Harnham, Houston, TX, United States


Title: Lead Data Engineer

Location: Houston, TX 77077 - Onsite 4 days per week.

Overview of Role:

As Lead Data Engineer, you will be responsible for helping to scale, implement, and architect new AI/ML initiatives at the enterprise level. This role is part of a brand new team as our client's business grows. This role is a combination of systems engineering, data analytics, and data integration.

Company Description:

Our client manages a large portfolio of companies and has a large focus on upholding integrity and being held accountable to the highest ethical standards. They are committed to fostering a culture of open communication, teamwork, and personal development.

Role Description:

  • Design and implement scalable, reliable data pipelines using technologies like Apache Spark, Hadoop, and Kafka.
  • Leverage AWS or Azure services (e.g., EC2, RDS, S3, Lambda, Azure Data Lake) for efficient data handling and processing.
  • Develop and optimize data models and storage solutions (SQL, NoSQL, Data Lakes) to ensure data quality and accessibility for operational and analytical applications.
  • Automate data workflows with ETL tools and frameworks (e.g., Apache Airflow, Talend) for efficient data integration and timely availability.
  • Collaborate with data scientists, providing the necessary infrastructure and tools for complex analytical models, using Python or R.
  • Ensure data governance and security compliance, implementing best practices in encryption, masking, and access controls within a cloud environment.

Skills and Experience:

  • Bachelor's degree in Computer Science, MIS, or equivalent education/experience.
  • Extensive background and experience in ETL/ELT pipelining.
  • 3+ years of big data technology (Hadoop, Spark, Kafka), as well as cloud services (AWS preferred, Azure, GCP) in a storage/processing capacity.
  • Experience with cloud computing environments (AWS, Azure, GCP) and Data/ML platforms (Databricks, Spark).
  • Relational database management system Software (RDBMS) experience - e.g.
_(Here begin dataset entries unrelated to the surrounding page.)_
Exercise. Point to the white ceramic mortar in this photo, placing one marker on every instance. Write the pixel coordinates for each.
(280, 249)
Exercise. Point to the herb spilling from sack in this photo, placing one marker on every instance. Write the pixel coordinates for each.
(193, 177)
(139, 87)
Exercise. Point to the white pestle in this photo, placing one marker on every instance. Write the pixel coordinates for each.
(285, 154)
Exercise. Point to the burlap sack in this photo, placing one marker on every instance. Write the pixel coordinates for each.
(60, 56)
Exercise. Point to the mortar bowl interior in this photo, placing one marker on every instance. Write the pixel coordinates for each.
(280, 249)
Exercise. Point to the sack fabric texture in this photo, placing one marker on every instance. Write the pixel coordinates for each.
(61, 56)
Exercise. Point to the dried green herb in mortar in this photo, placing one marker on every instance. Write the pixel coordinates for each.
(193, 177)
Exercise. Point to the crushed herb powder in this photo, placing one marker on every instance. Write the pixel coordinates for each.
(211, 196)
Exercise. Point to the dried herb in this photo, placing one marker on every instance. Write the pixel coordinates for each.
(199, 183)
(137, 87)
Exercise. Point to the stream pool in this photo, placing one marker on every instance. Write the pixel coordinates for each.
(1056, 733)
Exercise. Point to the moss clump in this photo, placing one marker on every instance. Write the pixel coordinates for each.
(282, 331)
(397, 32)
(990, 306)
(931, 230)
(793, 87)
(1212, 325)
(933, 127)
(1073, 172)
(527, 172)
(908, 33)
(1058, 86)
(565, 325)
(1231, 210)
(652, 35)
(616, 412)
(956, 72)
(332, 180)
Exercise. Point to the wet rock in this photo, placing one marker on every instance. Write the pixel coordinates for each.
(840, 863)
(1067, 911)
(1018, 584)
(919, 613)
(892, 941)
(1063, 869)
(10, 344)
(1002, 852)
PostGreSQL
  • ML model deployment experience is a plus!
  • Nice to have certifications: AWS Certified Solutions Architect, Azure Data Engineer Associate, Databricks Certified Associate Developer for Apache Spark.

Benefits:

  • Health, Dental, and Vision Insurance
  • 15+ Days of PTO Annually
  • Educational Assistance available
  • Annual bonus (20%)
  • 401(k) Matching Program

Please note: Candidates must be authorized to work in the United States to be considered at this time.